Forecasting Bitcoin closing price series using linear regression and neural networks models

PeerJ Comput Sci. 2020 Jul 6:6:e279. doi: 10.7717/peerj-cs.279. eCollection 2020.

Abstract

In this article we forecast daily closing price series of Bitcoin, Litecoin and Ethereum cryptocurrencies, using data on prices and volumes of prior days. Cryptocurrencies price behaviour is still largely unexplored, presenting new opportunities for researchers and economists to highlight similarities and differences with standard financial prices. We compared our results with various benchmarks: one recent work on Bitcoin prices forecasting that follows different approaches, a well-known paper that uses Intel, National Bank shares and Microsoft daily NASDAQ closing prices spanning a 3-year interval and another, more recent paper which gives quantitative results on stock market index predictions. We followed different approaches in parallel, implementing both statistical techniques and machine learning algorithms: the Simple Linear Regression (SLR) model for uni-variate series forecast using only closing prices, and the Multiple Linear Regression (MLR) model for multivariate series using both price and volume data. We used two artificial neural networks as well: Multilayer Perceptron (MLP) and Long short-term memory (LSTM). While the entire time series resulted to be indistinguishable from a random walk, the partitioning of datasets into shorter sequences, representing different price "regimes", allows to obtain precise forecast as evaluated in terms of Mean Absolute Percentage Error(MAPE) and relative Root Mean Square Error (relativeRMSE). In this case the best results are obtained using more than one previous price, thus confirming the existence of time regimes different from random walks. Our models perform well also in terms of time complexity, and provide overall results better than those obtained in the benchmark studies, improving the state-of-the-art.

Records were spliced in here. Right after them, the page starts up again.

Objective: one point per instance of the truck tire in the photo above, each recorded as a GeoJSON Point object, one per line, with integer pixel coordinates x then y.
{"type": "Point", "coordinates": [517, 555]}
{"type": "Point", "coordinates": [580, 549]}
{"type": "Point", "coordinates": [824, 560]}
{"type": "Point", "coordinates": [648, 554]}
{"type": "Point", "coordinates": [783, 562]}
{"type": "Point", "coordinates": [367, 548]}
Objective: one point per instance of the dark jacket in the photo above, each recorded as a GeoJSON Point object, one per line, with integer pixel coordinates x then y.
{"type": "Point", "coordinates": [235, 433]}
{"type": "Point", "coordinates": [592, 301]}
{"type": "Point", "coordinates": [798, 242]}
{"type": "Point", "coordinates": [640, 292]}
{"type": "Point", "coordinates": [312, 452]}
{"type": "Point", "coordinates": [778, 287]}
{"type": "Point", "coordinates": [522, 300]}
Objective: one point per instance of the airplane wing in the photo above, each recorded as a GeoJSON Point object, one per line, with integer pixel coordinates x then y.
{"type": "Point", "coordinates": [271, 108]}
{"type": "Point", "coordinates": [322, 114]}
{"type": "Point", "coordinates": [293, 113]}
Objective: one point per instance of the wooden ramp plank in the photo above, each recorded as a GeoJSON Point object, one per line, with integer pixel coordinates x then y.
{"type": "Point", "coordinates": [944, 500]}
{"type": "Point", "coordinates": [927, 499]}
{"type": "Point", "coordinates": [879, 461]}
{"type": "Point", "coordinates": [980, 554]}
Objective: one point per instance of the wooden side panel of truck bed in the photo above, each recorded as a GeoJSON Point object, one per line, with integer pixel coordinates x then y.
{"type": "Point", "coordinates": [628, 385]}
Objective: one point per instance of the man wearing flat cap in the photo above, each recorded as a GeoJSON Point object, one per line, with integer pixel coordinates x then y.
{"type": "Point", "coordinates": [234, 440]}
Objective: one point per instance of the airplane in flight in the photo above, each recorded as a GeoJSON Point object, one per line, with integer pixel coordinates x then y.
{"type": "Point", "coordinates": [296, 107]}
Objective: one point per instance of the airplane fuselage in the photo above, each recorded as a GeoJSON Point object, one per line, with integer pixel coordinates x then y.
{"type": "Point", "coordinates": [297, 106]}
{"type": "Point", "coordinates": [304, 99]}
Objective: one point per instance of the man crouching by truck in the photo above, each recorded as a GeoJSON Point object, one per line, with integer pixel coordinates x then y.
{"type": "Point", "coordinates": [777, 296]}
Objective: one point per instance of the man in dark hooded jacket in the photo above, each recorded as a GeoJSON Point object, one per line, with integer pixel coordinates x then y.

Keywords: Bitcoin; Blockchain; Cryptocurrency; Forecasting; Machine Learning; Neural Networks; Regression; Time Series.

Grants and funding

This research is supported by the research project “EasyWallet” - POR FESR 2014-2020 - Asse 1, Azione 1.1.3 Strategia 2 “Creare opportunità di lavoro favorendo la competitività delle imprese” Programma di intervento 3 “Competitività delle imprese” Bando “Aiuti per progetti di ricerca e sviluppo” Principal Investigator: Michele Marchesi, and by the research project “Crypto-Trading”- POR FESR 2014-2020 - Asse 1, Azione 1.1.3 Strategia 2 “Creare opportunità di lavoro favorendo la competitività delle imprese”. Programma di intervento 3 “Competitività delle imprese” Bando “Aiuti per progetti di ricerca e sviluppo”: Roberto Tonelli. There was no additional external funding received for this study. The funders had no role in study design, data collection and analysis, decision to publish, or preparation of the manuscript.